Poet and novelist Richard Katrovas will read from his upcoming memoir The Years of Smashing Bricks at Vanderbilt University on Tuesday, Feb. 6.
Katrovas, who teaches writing at Western Michigan University, will appear at 8 p.m. in Room 101 of Buttrick Hall on the Vanderbilt campus. The event is free and open to the public.
Katrovas has written six books of poetry, the short story collection Prague USA, the novel The Mystic Pig, and the memoir The Republic of Burma Shave.
Katrovas has mined his eventful early life for the memoirs. He lived in cars and motels across America with his family as a child while his father pursued petty crimes and cons. When his father went to prison, the family lived on welfare in public housing projects.
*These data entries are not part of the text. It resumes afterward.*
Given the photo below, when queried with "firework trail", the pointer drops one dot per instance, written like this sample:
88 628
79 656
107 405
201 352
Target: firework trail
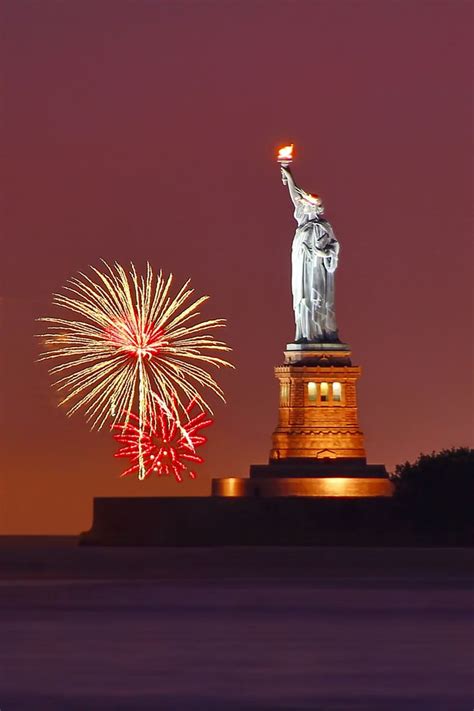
130 337
166 447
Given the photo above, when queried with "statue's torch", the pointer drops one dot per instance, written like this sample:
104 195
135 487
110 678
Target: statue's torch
285 157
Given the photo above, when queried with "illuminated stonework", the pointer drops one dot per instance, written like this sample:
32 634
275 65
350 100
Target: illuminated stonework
317 415
317 447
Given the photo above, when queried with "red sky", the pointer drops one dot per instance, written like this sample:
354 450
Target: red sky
146 131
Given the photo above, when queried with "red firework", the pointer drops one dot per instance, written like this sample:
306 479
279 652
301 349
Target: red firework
167 446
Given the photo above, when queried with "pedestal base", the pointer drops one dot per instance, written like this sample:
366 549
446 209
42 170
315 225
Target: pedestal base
350 478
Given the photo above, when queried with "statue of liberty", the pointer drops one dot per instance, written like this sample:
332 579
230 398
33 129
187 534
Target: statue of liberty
314 258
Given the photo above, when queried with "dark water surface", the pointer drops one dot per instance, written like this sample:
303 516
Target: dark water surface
324 629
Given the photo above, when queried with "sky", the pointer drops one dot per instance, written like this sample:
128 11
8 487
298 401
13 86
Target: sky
146 131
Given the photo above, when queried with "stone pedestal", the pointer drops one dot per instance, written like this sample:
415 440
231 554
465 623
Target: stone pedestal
317 415
317 447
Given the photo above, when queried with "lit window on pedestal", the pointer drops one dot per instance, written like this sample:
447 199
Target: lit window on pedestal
324 392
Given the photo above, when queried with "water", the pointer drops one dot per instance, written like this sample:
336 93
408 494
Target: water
234 629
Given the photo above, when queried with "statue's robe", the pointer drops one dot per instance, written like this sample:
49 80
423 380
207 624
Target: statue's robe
314 260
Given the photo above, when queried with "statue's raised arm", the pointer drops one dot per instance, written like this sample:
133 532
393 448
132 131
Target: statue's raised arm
314 259
287 179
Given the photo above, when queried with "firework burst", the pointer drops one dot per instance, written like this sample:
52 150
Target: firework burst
130 338
165 447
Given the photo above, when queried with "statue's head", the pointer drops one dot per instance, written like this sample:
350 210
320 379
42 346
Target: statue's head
312 204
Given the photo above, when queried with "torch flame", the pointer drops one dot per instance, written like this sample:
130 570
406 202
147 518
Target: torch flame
286 153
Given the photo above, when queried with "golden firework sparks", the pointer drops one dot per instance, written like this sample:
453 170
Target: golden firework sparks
132 338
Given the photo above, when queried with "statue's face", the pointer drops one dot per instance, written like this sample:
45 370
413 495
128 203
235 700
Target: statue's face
311 208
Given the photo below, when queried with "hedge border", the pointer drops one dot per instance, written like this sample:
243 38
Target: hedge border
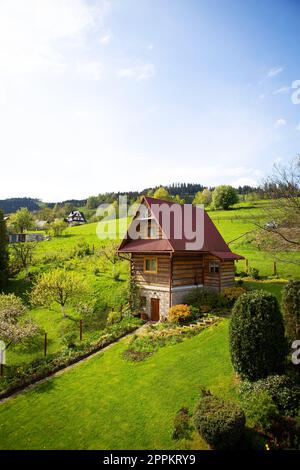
34 379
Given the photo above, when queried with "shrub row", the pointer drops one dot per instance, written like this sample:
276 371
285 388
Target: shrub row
21 376
144 345
221 423
205 300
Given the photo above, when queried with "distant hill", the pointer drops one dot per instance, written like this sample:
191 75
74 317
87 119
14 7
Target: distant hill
184 190
13 204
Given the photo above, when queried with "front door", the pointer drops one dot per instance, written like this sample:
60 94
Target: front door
155 309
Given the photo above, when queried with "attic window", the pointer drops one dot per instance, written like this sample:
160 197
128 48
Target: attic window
152 232
214 267
150 265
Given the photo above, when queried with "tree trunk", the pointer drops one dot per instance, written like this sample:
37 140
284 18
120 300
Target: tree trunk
63 311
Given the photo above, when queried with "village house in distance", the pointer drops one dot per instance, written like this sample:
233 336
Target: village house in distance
165 270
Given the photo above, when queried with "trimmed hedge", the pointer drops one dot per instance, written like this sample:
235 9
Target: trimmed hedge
291 310
21 376
258 346
221 423
283 390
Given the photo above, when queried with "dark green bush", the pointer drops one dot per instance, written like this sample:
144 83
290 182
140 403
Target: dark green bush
254 272
199 298
283 390
291 310
257 343
260 409
182 425
221 423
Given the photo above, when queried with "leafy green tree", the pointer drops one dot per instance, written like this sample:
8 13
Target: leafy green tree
291 310
23 255
178 199
110 252
13 329
204 197
257 341
46 213
57 227
162 193
61 287
224 196
3 252
22 220
92 202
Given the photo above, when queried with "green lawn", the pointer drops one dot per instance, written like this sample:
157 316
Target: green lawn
109 403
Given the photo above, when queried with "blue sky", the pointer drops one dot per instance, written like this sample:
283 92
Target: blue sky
120 95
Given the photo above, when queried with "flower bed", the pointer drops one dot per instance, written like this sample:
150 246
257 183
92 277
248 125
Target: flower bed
156 336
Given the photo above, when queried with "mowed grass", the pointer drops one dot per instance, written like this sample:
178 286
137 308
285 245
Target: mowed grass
109 403
236 226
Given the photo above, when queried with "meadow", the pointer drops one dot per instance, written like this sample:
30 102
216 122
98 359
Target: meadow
107 402
111 293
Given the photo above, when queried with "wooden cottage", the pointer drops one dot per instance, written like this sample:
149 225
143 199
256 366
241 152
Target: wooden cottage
167 267
76 218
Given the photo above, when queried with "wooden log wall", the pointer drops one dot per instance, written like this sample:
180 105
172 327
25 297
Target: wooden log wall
142 278
187 270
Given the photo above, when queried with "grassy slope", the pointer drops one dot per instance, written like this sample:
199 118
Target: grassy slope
109 403
236 222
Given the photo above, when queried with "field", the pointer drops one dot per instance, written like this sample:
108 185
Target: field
110 293
107 402
110 403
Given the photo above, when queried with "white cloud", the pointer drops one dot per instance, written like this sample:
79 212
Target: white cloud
274 71
281 90
280 123
106 39
90 70
137 72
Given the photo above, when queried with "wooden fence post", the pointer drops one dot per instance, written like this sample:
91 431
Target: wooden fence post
45 344
80 326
Relatives adopted Katrovas as a teenager and moved him to Japan, where he earned a black belt in karate. He taught karate and worked in restaurants in San Diego and New Orleans and eventually earned a master of fine arts from the Iowa Writers‘ Workshop.
The New York Times Book Review said Katrovas‘ work is “tough, direct, gritty, full of wonder.”
“There is nothing meek about Mr. Katrovas. … He sings with an authority that is guided by compassion, but an unblinking eye for what is beautiful within what is not.”